Dlaczego Szwajcarki strajkują
Tysiące wychodzą na ulice, aby wezwać do szybszego postępu w kierunku równości płac

Stephan Wermuth / AFP
Kobiety w całej Szwajcarii strajkują dziś w proteście przeciwko powolnym postępom w rozwiązywaniu problemu zróżnicowania wynagrodzenia ze względu na płeć i nierówności.
Demonstranci wychodzą na ulice w miastach Bern, Sion i Lozanna i, według BBC , każde szwajcarskie miasto i wioska, od centrum miejskiego po alpejskie społeczności rolnicze, ma zaplanowane zajęcia na dany dzień.
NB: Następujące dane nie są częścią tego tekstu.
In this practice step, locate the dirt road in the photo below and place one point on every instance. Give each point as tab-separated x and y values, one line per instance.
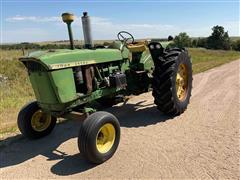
201	143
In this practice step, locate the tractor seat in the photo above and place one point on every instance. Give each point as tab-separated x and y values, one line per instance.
137	47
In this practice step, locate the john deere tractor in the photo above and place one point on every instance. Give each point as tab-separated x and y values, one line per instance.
68	81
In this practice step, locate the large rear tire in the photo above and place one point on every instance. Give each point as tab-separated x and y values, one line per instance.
99	137
172	81
33	123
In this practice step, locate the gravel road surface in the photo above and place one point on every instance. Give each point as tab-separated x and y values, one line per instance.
201	143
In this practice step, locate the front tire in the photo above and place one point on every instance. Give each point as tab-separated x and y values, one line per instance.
33	123
172	81
99	137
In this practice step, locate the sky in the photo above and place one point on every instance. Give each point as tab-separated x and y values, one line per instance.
35	20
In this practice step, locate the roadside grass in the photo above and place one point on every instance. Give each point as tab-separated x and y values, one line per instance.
204	59
17	91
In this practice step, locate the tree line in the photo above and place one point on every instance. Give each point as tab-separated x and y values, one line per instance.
219	39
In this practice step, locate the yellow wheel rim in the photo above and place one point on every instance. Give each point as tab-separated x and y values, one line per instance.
105	138
40	121
182	82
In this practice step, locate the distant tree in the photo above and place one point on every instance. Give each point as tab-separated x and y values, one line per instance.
236	45
202	42
182	40
219	39
194	43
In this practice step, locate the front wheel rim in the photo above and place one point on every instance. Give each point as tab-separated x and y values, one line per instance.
182	82
105	138
40	121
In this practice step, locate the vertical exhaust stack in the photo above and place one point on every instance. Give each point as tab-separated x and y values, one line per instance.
68	19
87	31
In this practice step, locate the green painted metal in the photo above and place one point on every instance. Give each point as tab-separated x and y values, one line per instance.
43	88
63	84
58	59
55	88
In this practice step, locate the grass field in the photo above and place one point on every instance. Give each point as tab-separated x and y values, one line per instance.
16	91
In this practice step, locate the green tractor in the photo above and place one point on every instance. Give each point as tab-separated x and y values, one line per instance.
66	82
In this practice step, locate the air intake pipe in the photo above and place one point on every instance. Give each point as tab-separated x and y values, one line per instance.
68	19
86	25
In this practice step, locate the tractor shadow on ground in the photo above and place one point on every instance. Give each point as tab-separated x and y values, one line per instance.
129	115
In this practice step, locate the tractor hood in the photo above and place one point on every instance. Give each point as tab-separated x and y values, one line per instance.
63	58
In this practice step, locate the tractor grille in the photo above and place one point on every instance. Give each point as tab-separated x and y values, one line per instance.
34	67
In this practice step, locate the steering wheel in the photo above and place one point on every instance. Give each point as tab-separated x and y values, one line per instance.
125	37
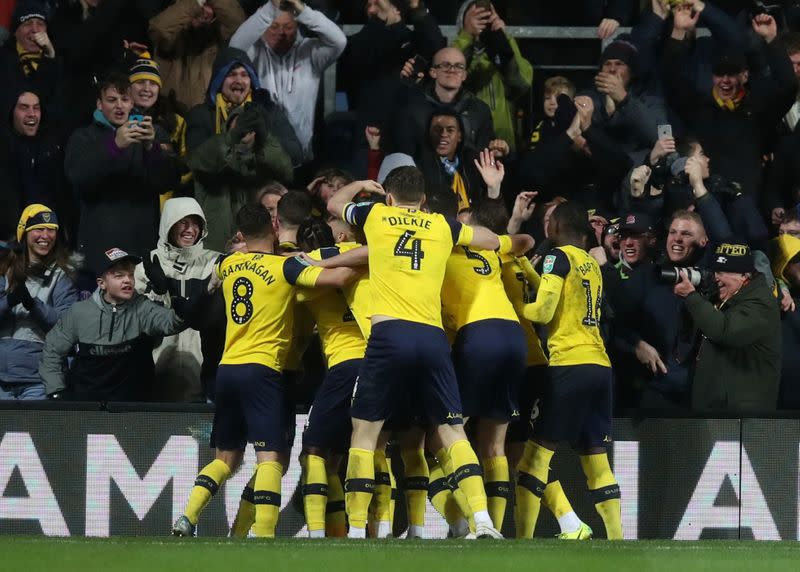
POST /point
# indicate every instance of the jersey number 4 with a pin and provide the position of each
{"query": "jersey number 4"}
(414, 253)
(241, 304)
(592, 307)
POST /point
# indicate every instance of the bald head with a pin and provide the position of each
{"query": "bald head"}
(449, 72)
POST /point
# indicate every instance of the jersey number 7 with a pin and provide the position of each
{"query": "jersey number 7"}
(415, 253)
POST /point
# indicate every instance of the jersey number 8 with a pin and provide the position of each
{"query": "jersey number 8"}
(414, 253)
(242, 294)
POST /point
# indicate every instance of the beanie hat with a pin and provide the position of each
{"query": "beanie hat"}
(622, 49)
(145, 68)
(733, 257)
(26, 10)
(36, 216)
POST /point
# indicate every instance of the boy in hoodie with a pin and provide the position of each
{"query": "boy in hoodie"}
(36, 287)
(237, 139)
(114, 332)
(288, 64)
(181, 266)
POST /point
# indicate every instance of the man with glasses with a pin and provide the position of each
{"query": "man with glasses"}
(448, 72)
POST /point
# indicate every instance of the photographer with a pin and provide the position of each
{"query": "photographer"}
(739, 358)
(36, 287)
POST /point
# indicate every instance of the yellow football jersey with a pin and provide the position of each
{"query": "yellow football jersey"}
(473, 290)
(357, 294)
(338, 331)
(573, 335)
(408, 252)
(520, 292)
(259, 297)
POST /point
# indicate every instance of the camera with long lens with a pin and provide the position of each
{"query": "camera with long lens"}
(700, 278)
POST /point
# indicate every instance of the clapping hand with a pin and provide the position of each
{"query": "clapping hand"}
(492, 171)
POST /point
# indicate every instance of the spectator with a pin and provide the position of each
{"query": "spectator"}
(623, 107)
(37, 287)
(294, 208)
(30, 60)
(741, 106)
(288, 64)
(269, 196)
(32, 163)
(545, 126)
(786, 267)
(739, 359)
(92, 37)
(575, 158)
(448, 163)
(185, 364)
(324, 185)
(186, 38)
(792, 43)
(448, 72)
(372, 61)
(496, 71)
(237, 140)
(117, 172)
(114, 332)
(146, 84)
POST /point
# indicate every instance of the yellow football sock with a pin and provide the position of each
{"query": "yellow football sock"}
(267, 497)
(457, 495)
(382, 498)
(555, 500)
(315, 491)
(416, 485)
(206, 486)
(335, 520)
(498, 488)
(392, 489)
(359, 485)
(466, 475)
(605, 491)
(246, 515)
(440, 494)
(532, 471)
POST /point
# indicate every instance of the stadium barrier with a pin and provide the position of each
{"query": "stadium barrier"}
(122, 470)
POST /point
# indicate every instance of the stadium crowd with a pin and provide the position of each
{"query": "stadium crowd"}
(146, 140)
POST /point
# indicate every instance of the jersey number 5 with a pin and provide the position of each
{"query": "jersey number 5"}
(242, 294)
(592, 307)
(485, 268)
(414, 253)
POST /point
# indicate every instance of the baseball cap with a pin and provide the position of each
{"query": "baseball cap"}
(36, 216)
(27, 10)
(733, 257)
(114, 256)
(635, 223)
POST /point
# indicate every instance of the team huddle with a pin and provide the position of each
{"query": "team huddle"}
(425, 317)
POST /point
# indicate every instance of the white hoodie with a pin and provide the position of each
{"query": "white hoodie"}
(293, 78)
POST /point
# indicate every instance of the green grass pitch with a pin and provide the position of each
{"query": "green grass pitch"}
(168, 554)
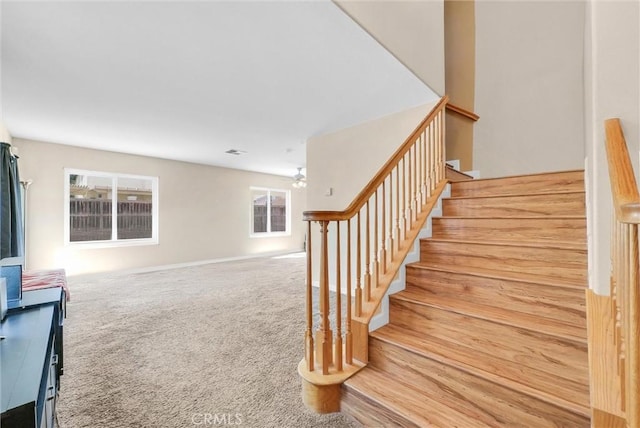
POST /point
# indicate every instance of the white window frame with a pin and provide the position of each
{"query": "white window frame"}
(113, 242)
(270, 234)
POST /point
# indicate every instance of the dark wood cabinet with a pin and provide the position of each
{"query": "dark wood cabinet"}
(31, 354)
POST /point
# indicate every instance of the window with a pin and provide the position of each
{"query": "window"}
(270, 212)
(107, 209)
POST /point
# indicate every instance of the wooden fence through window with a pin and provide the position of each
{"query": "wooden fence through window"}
(91, 220)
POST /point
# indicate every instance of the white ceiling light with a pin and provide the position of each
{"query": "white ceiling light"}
(299, 180)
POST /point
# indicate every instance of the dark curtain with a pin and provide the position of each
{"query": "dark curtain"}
(11, 230)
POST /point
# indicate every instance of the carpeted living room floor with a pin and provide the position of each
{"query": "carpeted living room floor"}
(182, 347)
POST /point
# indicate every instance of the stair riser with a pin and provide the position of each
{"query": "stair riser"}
(533, 359)
(566, 305)
(566, 204)
(490, 229)
(567, 264)
(479, 399)
(566, 181)
(368, 412)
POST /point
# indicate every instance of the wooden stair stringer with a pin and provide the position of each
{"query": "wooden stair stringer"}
(415, 344)
(381, 318)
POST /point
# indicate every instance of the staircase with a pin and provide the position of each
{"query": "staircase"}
(490, 330)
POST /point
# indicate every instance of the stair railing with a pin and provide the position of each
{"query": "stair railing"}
(625, 284)
(359, 251)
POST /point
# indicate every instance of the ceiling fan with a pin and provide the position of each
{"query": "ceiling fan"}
(299, 180)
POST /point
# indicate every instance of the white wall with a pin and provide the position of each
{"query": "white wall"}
(413, 31)
(612, 89)
(204, 211)
(529, 87)
(5, 137)
(347, 160)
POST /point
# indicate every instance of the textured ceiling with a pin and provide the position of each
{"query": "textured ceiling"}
(190, 80)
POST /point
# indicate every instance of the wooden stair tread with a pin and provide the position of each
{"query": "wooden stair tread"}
(548, 260)
(514, 195)
(560, 245)
(516, 205)
(437, 350)
(567, 305)
(498, 274)
(415, 407)
(496, 314)
(532, 175)
(522, 217)
(540, 229)
(567, 180)
(541, 361)
(485, 401)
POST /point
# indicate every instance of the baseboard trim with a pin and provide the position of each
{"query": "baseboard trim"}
(185, 264)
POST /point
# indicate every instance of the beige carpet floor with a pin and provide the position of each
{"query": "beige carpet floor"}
(201, 346)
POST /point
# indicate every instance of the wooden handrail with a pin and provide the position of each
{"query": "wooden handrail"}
(625, 276)
(368, 242)
(364, 195)
(624, 188)
(463, 112)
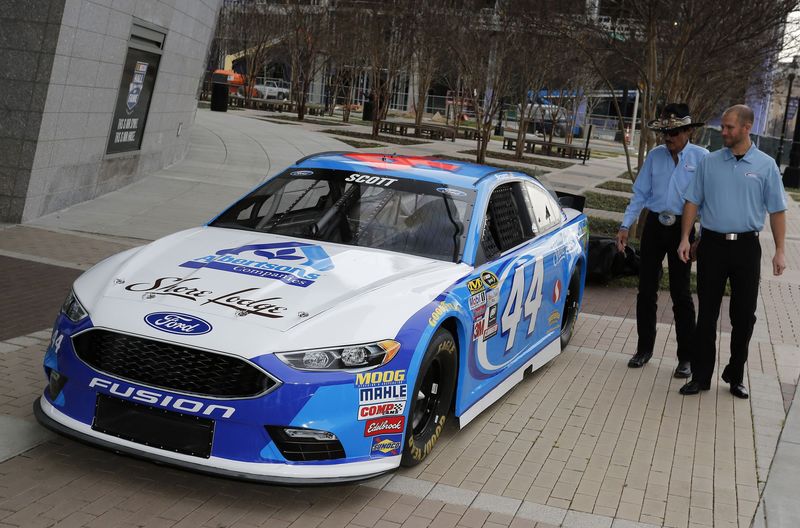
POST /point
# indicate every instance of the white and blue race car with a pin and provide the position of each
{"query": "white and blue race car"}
(326, 325)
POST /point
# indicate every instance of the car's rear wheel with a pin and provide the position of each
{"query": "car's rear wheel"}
(431, 398)
(570, 314)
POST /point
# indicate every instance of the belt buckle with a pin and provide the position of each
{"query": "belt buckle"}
(666, 219)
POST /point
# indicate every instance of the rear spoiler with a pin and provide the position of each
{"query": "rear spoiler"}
(573, 201)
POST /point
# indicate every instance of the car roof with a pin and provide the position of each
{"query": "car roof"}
(428, 168)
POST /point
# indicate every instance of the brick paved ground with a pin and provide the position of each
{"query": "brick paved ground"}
(583, 442)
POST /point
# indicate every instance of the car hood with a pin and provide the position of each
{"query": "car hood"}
(240, 279)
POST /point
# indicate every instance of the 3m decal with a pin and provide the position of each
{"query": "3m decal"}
(490, 279)
(377, 410)
(477, 329)
(386, 445)
(557, 290)
(479, 299)
(162, 400)
(177, 323)
(475, 286)
(294, 263)
(370, 179)
(440, 310)
(384, 425)
(451, 192)
(237, 300)
(382, 393)
(55, 341)
(364, 379)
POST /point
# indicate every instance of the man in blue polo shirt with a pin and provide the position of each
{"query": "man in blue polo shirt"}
(736, 187)
(660, 185)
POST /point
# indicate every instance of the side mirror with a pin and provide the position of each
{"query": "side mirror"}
(572, 201)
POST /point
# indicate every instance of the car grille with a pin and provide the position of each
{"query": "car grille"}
(170, 366)
(304, 449)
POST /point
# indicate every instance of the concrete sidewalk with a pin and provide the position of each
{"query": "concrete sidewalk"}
(582, 442)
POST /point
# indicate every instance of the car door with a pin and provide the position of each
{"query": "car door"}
(513, 286)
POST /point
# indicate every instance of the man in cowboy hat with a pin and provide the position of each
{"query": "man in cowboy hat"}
(659, 187)
(736, 186)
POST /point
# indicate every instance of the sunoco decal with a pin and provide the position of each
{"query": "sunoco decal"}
(386, 445)
(384, 426)
(177, 323)
(365, 412)
(294, 263)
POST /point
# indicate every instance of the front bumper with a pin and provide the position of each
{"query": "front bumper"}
(53, 419)
(241, 448)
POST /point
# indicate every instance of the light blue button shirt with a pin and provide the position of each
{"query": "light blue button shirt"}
(661, 183)
(735, 196)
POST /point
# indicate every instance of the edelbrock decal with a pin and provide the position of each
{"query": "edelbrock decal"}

Aktywistka Marie Metrailler powiedziała: Celem jest zablokowanie kraju strajkiem feministycznym, strajkiem kobiet, francuska stacja radiowa RFI zgłoszone.
To pierwszy ogólnokrajowy strajk kobiet w Szwajcarii od czasu podobnego wydarzenia w 1991 roku, kiedy pół miliona kobiet wyszło na ulice. W tym czasie w szwajcarskim rządzie nie było kobiet i nie było ustawowego urlopu macierzyńskiego, przypomina BBC. Jeden kanton dopiero co udzielił kobietom głosu.
Ogromna frekwencja w 1991 roku była tym bardziej godna uwagi, że stanowiła jedną na siedem z 3,5 miliona kobiet w tym małym kraju.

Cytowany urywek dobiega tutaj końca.